If you leave the glass to sit for a few hours the smell of a bowl of prunes and figs with a hint of sweet bonfire smoke. Damn, it's mesmerising.

Then, I had to open a bottle from another batch to compare. Batch 5, very comparable but softer flavours and nose, but perhaps more complex and lighter at the same time.

At the time of writing this review batch 6 has just been launched a week ago and I had my bottles of it arrive this morning.

My intention has now changed. I am keeping one bottle of each batch as an investment. A fully intact range of every single batch released. However, every single other Tun 1401 I own has now migrated to my "I REALLY need to drink this" collection rather than my "do not touch my investment" collection. Aside from Karuizawa Noh bottlings, this is the only time I have ever gone against my original intentions and turning an investment into something I cannot resist myself.

I would be hard pushed to state which expression, but I can tell you, Tun 1401 is in my top 5 whisky drinking experiences and I really recommend you crack open that bottle you have tucked away and drink it.

Hi Kian. Whisky is one of the best investments in the global market today for any kind of investment level. I used to be a market analyst and have not seen annual growth rates approaching this with such stability anywhere else. Of course, things can go up and down, but even if the recession leads into another boom cycle it should just increase the demand for luxury goods. So, for luxury commodities to do so well during a downturn is excellent.

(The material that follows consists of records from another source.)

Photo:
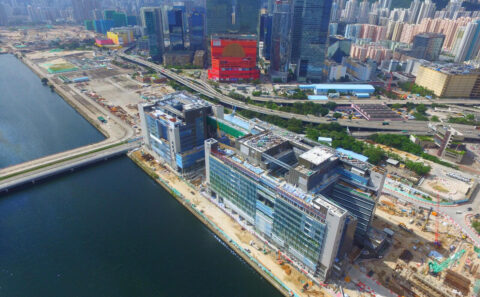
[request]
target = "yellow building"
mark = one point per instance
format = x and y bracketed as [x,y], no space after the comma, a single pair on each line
[121,37]
[450,81]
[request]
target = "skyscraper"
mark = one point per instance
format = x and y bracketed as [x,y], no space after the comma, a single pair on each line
[310,37]
[280,44]
[428,46]
[176,27]
[470,43]
[196,28]
[82,9]
[427,10]
[233,16]
[413,11]
[153,29]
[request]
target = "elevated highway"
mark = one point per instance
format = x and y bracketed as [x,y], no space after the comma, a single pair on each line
[407,127]
[43,169]
[120,139]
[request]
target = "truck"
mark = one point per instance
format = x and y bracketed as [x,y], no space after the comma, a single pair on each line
[404,228]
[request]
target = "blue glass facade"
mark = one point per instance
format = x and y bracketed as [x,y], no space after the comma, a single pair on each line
[310,38]
[176,28]
[196,28]
[153,30]
[103,26]
[276,218]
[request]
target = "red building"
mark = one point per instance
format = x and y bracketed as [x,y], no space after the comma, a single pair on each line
[234,58]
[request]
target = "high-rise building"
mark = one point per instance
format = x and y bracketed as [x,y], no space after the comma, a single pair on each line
[196,28]
[350,13]
[450,80]
[119,19]
[427,10]
[308,201]
[233,16]
[280,44]
[153,29]
[267,35]
[427,46]
[102,26]
[363,11]
[470,43]
[176,21]
[234,58]
[3,15]
[175,129]
[83,9]
[310,38]
[413,11]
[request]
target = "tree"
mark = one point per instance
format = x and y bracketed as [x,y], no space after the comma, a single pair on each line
[324,111]
[295,125]
[421,108]
[331,105]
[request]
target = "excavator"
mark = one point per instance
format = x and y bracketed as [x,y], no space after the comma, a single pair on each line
[435,267]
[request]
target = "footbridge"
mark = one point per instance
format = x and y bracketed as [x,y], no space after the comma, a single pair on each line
[36,170]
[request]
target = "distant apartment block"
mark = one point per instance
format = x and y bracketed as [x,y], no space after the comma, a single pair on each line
[450,80]
[175,128]
[376,112]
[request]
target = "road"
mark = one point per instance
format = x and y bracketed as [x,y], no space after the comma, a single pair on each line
[115,129]
[70,163]
[457,213]
[408,127]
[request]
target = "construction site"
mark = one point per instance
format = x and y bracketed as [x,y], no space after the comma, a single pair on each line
[428,256]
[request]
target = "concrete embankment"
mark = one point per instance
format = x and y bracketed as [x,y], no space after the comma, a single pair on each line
[67,97]
[215,229]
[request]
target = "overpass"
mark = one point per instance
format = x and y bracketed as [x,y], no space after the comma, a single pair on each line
[42,168]
[119,140]
[408,127]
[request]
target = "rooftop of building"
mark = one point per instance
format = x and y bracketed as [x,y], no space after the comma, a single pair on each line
[234,36]
[264,141]
[310,200]
[429,34]
[173,106]
[453,68]
[340,87]
[317,155]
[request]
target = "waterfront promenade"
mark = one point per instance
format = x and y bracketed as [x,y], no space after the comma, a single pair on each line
[119,136]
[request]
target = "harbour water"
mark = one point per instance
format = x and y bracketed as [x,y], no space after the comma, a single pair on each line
[105,230]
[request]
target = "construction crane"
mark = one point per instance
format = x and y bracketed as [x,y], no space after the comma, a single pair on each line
[436,267]
[424,228]
[389,86]
[437,221]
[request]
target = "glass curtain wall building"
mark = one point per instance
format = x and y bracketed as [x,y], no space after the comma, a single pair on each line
[280,41]
[176,23]
[196,28]
[152,24]
[310,202]
[310,37]
[175,128]
[233,16]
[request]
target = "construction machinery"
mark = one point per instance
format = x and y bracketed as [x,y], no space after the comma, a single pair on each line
[437,221]
[436,267]
[424,227]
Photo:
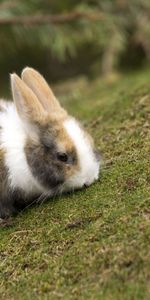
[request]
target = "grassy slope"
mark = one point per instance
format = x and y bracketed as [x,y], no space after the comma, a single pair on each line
[93,244]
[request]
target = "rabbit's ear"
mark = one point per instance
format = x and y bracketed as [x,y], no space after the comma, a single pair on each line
[27,104]
[41,89]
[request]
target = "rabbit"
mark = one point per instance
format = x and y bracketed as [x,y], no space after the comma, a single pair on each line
[43,151]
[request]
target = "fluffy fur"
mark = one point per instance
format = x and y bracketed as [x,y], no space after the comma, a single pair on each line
[43,151]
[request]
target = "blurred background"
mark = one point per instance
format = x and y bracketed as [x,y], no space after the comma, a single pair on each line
[72,38]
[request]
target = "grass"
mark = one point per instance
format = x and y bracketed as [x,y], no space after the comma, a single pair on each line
[95,243]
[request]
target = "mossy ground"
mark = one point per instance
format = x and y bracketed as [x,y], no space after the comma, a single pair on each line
[95,243]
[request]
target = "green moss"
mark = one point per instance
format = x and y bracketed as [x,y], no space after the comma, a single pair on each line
[93,244]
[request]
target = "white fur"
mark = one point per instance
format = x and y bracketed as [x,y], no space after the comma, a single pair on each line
[89,166]
[12,140]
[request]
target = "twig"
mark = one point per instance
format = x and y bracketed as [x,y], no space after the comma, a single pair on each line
[46,19]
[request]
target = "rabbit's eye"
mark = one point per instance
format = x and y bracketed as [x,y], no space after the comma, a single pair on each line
[62,157]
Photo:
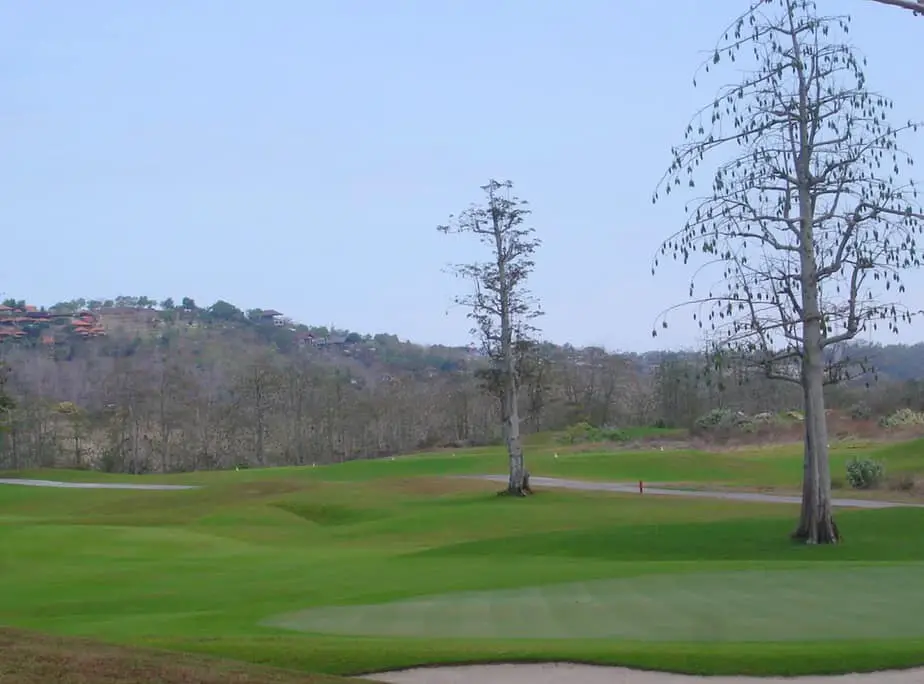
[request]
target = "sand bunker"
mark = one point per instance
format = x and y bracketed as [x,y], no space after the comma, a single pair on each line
[554,673]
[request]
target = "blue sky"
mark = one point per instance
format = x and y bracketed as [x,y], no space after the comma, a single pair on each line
[298,154]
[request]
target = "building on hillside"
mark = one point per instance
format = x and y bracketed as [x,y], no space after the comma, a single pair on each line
[271,317]
[127,319]
[305,339]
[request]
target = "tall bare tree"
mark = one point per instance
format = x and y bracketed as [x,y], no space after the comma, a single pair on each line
[500,305]
[807,217]
[916,6]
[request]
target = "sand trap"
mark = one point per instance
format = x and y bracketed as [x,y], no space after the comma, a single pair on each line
[554,673]
[92,485]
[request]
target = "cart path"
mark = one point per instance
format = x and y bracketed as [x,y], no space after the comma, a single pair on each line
[559,673]
[628,488]
[91,485]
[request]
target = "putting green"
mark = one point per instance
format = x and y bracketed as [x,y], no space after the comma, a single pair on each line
[862,602]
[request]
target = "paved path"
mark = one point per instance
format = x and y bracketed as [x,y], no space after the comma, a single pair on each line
[627,488]
[559,673]
[91,485]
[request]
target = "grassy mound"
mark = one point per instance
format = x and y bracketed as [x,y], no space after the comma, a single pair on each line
[30,658]
[690,585]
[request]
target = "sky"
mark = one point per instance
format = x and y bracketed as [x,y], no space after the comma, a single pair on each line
[298,155]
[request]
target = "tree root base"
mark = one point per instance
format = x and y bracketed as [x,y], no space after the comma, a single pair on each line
[823,534]
[523,490]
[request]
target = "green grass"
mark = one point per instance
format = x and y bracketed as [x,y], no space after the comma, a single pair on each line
[392,567]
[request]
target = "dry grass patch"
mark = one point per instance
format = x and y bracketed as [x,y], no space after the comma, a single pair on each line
[437,486]
[31,658]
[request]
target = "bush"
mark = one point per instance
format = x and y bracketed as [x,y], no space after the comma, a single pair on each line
[861,411]
[723,419]
[901,418]
[585,432]
[864,473]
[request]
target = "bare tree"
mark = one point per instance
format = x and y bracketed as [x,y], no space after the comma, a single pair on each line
[807,218]
[916,6]
[500,305]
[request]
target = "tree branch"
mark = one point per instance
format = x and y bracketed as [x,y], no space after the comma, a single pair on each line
[916,6]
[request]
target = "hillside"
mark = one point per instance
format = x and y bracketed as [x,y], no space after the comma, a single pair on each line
[132,386]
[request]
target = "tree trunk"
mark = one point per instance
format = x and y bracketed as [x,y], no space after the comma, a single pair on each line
[816,522]
[518,482]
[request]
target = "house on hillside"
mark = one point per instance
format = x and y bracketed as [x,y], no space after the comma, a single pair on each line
[305,339]
[129,319]
[270,317]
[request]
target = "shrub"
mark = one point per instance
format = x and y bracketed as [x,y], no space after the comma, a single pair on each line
[864,473]
[901,418]
[585,432]
[719,419]
[861,411]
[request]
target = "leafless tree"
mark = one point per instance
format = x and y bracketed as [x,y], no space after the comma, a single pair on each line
[807,219]
[500,305]
[916,6]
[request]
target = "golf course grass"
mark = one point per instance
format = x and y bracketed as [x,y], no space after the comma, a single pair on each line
[376,565]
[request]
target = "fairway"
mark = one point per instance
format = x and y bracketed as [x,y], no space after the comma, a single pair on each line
[375,565]
[763,605]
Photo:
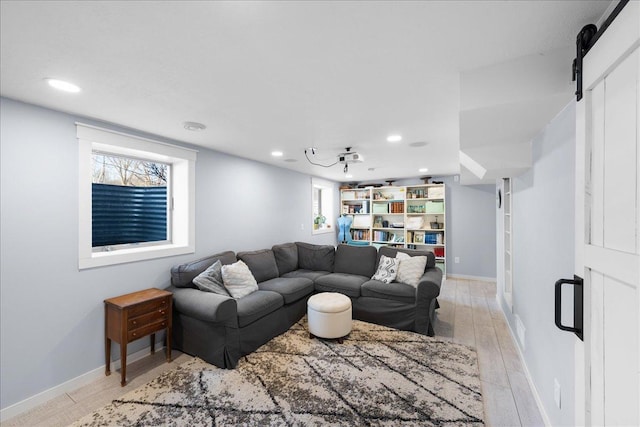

The global whisky market is growing as a whole, yet the amount of truly old, aged single malts is limited and dwindling in relative terms. I actually wrote an algorithm that factors in a variety of attributes: number of initial bottles, time in barrel, metascore from reviewers, popularity of distillery, how active the distillery is, etc. Then I tracked this back against historical data from auction sites and it was pretty close. The algorithm projects very healthy returns.

And yes, people always want to return to the source, they want the earliest examples of what they have come to love and what made a range popular.

Also, certain releases of Tun 1401 are harder to obtain depending on where you are in the world. However, like any investment, I would never advocate drawing all your bottles from one keg (or tun in this case). Diversification is key, but when you know that something is good it's not a bad idea to go into it hard for a time. For me, at the moment, Karuizawa, Brora, Tun 1401 and a few others are good investments right now.

I have not been selling. I am still in the acquisition stage. In total I do not have a lot of bottles, but the average bottle is worth a fair bit.

I expect, even if things don't perform very well, to have more than tripled my money within a decade with minimal risk.

For example, I have some bottles of 42 year old Karuizawa 1967. This is one of the oldest whiskies produced by Japan, with amazingly high scores by every critic that tried it, less than 200 bottles left in the world, the distillery has been obliterated off the face of the Earth. A year ago you could buy this drink for about £500 a bottle, now I reckon it's over £2000 and probably, within a decade those bottles could go for anything up to £10k if the market holds out.

You need to know what you're buying, but if you make a bad mistake or two you can always drink it or give it away as a nice gift or swap it with someone for something else.

There is still the odd bottle of batch 2 floating around and depending on how lucky you are (without giving away some of my sourcing secrets) you can find it for anything from £150 to £300 at this point in time. Naturally, I buy any £150 bottles I see.

Short term, I don't think UK batches will go up that quickly, but US batches and travel retail seem to double in price within a short time frame.

Over a 5 to 10 year window (which is my time frame). I would expect Batch 1 to be worth £2.5k to £5k and then all of the other early batches to be worth between £500 to £1500 depending on - frequency in auctions, published scores by noted reviewers, market expansion, etc.

It is increasingly seen as an iconic whisky and despite still being occasionally available in some bizarre outlets for retail price, it tracks higher every auction aside from being some of the best damned whiskies I have every drunk.